Ticari defterlerin delil olabilmesi için tarafların tacir olması, dava konusu faturaların düzenlendiği tarih itibariyle yürürlükte bulunan 6762 sayılı TTK"nın 82 vd. maddelerinde gösterilen şartların gerçekleşmesi gerekir. eTTK"nın 83/2 maddesine göre taraflardan biri hasmın ticari defterleri münderecatını kabul edeceğini ve sadece hasmın ticari defterlerine istinat ettiğini açıkça beyan ederek delillerini mahkeme huzurunda bu şekilde hasreylediğini imzası ile tasdik etmiş olması gerekir.
Somut olayda, davacının ibraz ettiği 10.10.2013 tarihli dilekçede davacı, ... kayıtlarının celbini ve bildirilecek kişilerin tanık olarak dinlenmesini, davalının isticvabını talep etmiş; ayrıca banka kaydına da delil olarak dayanmış ve bundan sonra davalı defterlerinin içeriğini kabul ettiğini bildirmiştir. Davacı vekili, bu dilekçe doğrultusunda ..."dan gelen cevabi yazıda belirtilen kişilerin tanık olarak dinlenmesi talebini 12/03/2014 tarihli celsede de tekrar etmiş; 26/11/2014 tarihli celsede de davalının defterlerini delil olarak kabul ettiği bildirilmesine rağmen aynı beyanında yine ... kayıtları ve banka kayıtlarının da celbini talep etmiştir.
Bu durumda davacı, münhasıran davalının defter ve kayıtlarına delil olarak dayanmadığından mahkemece diğer deliller değerlendirilmeksizin sadece davalı defterlerinin münderecatına dayalı olarak karar verilmesi doğru olmayıp, bozmayı gerektirmiştir.

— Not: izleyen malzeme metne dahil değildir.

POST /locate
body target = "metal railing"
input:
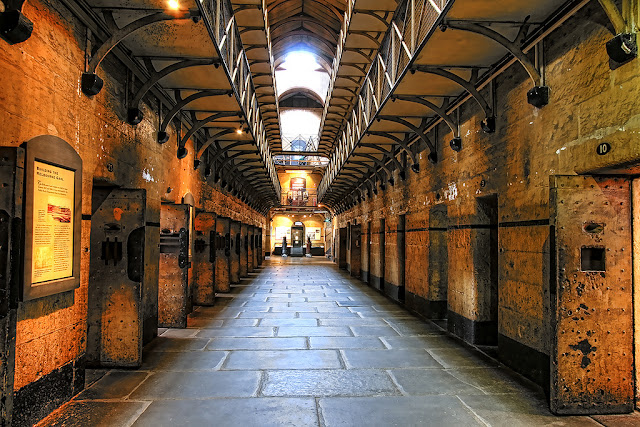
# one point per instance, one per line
(219, 18)
(407, 33)
(291, 160)
(298, 199)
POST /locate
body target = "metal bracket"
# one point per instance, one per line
(539, 95)
(134, 115)
(91, 84)
(14, 26)
(415, 166)
(623, 47)
(489, 123)
(210, 140)
(410, 126)
(182, 151)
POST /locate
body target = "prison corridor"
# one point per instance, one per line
(301, 343)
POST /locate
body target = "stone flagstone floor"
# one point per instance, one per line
(300, 343)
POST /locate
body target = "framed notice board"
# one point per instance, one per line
(52, 217)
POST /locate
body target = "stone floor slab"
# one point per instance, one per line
(285, 359)
(183, 361)
(264, 412)
(163, 343)
(366, 382)
(113, 385)
(345, 342)
(317, 331)
(255, 331)
(441, 411)
(373, 331)
(519, 409)
(289, 322)
(420, 382)
(198, 385)
(98, 414)
(414, 358)
(234, 343)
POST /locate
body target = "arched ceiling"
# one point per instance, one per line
(311, 24)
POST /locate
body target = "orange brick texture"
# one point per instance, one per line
(490, 278)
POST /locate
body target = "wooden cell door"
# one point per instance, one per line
(592, 364)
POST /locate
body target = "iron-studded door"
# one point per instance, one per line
(244, 243)
(251, 265)
(234, 257)
(116, 276)
(174, 302)
(204, 259)
(12, 178)
(591, 296)
(342, 249)
(223, 252)
(260, 251)
(355, 252)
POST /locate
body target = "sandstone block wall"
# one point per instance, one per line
(40, 94)
(448, 238)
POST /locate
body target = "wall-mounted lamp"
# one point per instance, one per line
(91, 84)
(134, 116)
(163, 137)
(488, 125)
(539, 96)
(14, 26)
(456, 144)
(622, 48)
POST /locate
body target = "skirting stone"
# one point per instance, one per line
(426, 308)
(474, 332)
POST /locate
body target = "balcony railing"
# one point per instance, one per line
(405, 37)
(300, 198)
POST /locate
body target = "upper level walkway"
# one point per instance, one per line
(300, 343)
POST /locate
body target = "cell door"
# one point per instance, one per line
(591, 296)
(297, 235)
(116, 276)
(12, 178)
(174, 296)
(355, 253)
(204, 259)
(342, 248)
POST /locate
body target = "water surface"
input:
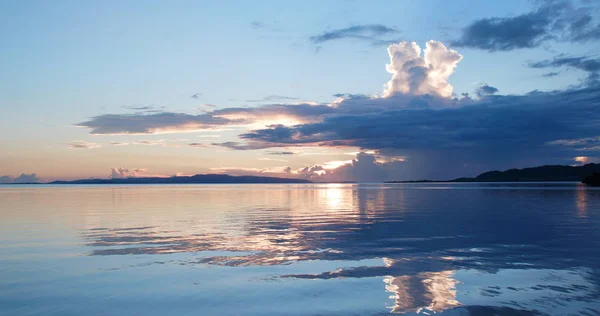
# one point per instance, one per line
(316, 249)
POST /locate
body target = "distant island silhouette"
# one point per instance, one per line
(535, 174)
(199, 178)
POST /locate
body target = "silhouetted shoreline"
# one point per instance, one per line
(549, 173)
(198, 179)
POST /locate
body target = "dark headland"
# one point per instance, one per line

SONUÇ: Yukarıda açıklanan nedenle davacı vekilinin temyiz itirazlarının kabulü ile kararın davacı yararına BOZULMASINA, ödediği peşin temyiz harcının isteği halinde temyiz edene iadesine, 12/06/2017 tarihinde oyçokluğuyla karar verildi.
(M)
Dava dosyasının incelenmesinde, davacı vekilinin Dairemiz bozmasından sonra mahkemeye ibraz ettiği "e-imzalı" 10.10.2013 tarihli dilekçesinde, davanın safahatına ilişkin açıklamalarından hemen sonra, davalı tarafın 2008 yılı ticari defterlerinin içeriğini kabul edeceklerini beyanla, mezkur defterin ibrazı ve üzerinde bilirkişi incelemesi yapılmasını istediği, mezkur dilekçenin 11.10.2013 tarihli celsede okunup davalı tarafa da tebliğ edildiği sabittir. Bu durumda, çoğunluk düşüncesinin aksine, davacı yanın diğer delillerden sarfınazar ile delil olarak davalı defterlerindeki kayda dayandığının ve davacı yanın bu beyanından dönerek diğer delillerin de incelenmesini talep etmesinin mümkün olmadığının kabulü gerekir.

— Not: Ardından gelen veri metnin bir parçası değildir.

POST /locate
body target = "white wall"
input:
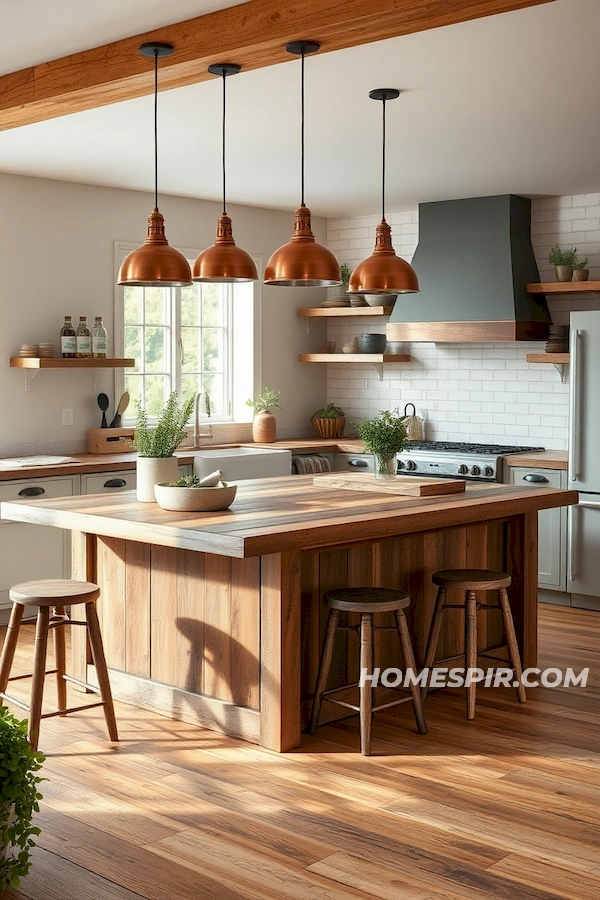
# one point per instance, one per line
(56, 258)
(471, 392)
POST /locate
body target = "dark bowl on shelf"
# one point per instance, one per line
(372, 343)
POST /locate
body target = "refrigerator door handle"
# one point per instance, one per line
(575, 401)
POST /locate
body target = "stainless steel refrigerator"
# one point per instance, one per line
(583, 571)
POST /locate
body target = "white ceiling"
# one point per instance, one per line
(509, 103)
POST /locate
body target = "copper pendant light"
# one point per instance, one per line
(155, 264)
(302, 262)
(224, 261)
(383, 272)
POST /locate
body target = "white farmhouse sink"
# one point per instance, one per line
(238, 463)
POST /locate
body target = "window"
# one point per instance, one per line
(190, 339)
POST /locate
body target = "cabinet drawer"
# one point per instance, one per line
(39, 489)
(108, 482)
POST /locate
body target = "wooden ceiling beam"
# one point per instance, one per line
(253, 34)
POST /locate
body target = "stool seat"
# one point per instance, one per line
(51, 596)
(472, 579)
(53, 592)
(366, 599)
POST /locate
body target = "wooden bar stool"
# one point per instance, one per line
(469, 581)
(45, 595)
(365, 601)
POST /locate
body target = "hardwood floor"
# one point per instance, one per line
(506, 806)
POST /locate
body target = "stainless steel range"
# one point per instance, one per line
(449, 459)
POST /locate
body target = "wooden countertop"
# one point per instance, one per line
(275, 514)
(546, 459)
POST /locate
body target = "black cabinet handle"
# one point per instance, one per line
(32, 492)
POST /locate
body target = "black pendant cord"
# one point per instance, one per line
(302, 131)
(223, 139)
(156, 128)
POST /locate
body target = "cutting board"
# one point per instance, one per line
(408, 485)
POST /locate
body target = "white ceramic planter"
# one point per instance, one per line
(152, 470)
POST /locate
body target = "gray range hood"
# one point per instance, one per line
(473, 261)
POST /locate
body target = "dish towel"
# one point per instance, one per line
(310, 465)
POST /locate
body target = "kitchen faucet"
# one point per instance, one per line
(207, 434)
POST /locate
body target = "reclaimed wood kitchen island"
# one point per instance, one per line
(216, 618)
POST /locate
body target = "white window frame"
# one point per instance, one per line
(237, 376)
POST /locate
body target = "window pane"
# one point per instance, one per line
(212, 308)
(213, 351)
(154, 303)
(156, 389)
(134, 298)
(133, 345)
(154, 350)
(190, 305)
(192, 361)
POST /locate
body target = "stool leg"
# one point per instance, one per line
(10, 645)
(434, 633)
(60, 657)
(324, 666)
(409, 663)
(93, 628)
(511, 640)
(39, 671)
(366, 691)
(471, 648)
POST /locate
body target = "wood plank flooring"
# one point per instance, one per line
(504, 807)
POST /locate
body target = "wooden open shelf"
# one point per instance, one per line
(35, 362)
(563, 287)
(354, 357)
(553, 358)
(319, 311)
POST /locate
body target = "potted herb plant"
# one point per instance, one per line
(580, 270)
(264, 426)
(563, 262)
(19, 798)
(384, 435)
(329, 422)
(156, 445)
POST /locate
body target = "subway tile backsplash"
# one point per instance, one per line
(478, 392)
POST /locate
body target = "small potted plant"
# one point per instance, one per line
(264, 426)
(157, 444)
(329, 422)
(563, 262)
(580, 270)
(19, 798)
(384, 435)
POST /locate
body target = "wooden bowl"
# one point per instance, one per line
(184, 499)
(328, 428)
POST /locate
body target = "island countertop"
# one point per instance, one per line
(273, 515)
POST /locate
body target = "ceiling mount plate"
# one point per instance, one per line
(155, 48)
(302, 47)
(224, 69)
(384, 94)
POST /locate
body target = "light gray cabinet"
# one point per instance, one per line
(552, 527)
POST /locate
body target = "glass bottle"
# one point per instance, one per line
(99, 339)
(83, 339)
(68, 346)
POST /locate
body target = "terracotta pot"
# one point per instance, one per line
(151, 470)
(581, 274)
(264, 428)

Ancak, davacı yanın, davalının ticari defter ve kayıtlarının içeriğini kabul edeceğini beyan etmiş olması, usulüne uygun tutulmamış ve hiçbir sahih kayda dayanmayan defter kayıtlarına koşulsuz itibar edilmesini gerektirir nitelikte değildir. Bu halde dahi, içeriği kabul edileceği belirtilen davalı defterlerinin gerek eTTK"nın 82 vd. maddeleri ile HMK"nın 222. maddesi çerçevesinde, davalı lehine delil olabilme koşullarını karşılaması iktiza eder. Yaptırılan bilirkişi incelemesinde, davalı defterlerinin usulüne uygun tutulmadığı, defterde davalı yararına, davacı aleyhine olacak şekilde işlenmiş ve taraflar arasındaki açık hesabı davalı lehine çeviren kayıtların, sahih ve davacıyı ilzam eder nitelikte belgelere dayanmadığı saptanmıştır. Bu durumda, davalı defterinde salt davacı iddiasını destekleyen kayıtlara itibar olunarak, defterlerin sahibi olan davalı aleyhine delil oluşturan kısımları çerçevesinde uyuşmazlığın çözüme kavuşturulması gerekir.
Bu durumda, yerel mahkeme kararının yukardaki nedenlere dayalı olarak bozulması gerektiği görüşünde olduğumdan, çoğunluğun bozma gerekçesine katılamıyorum.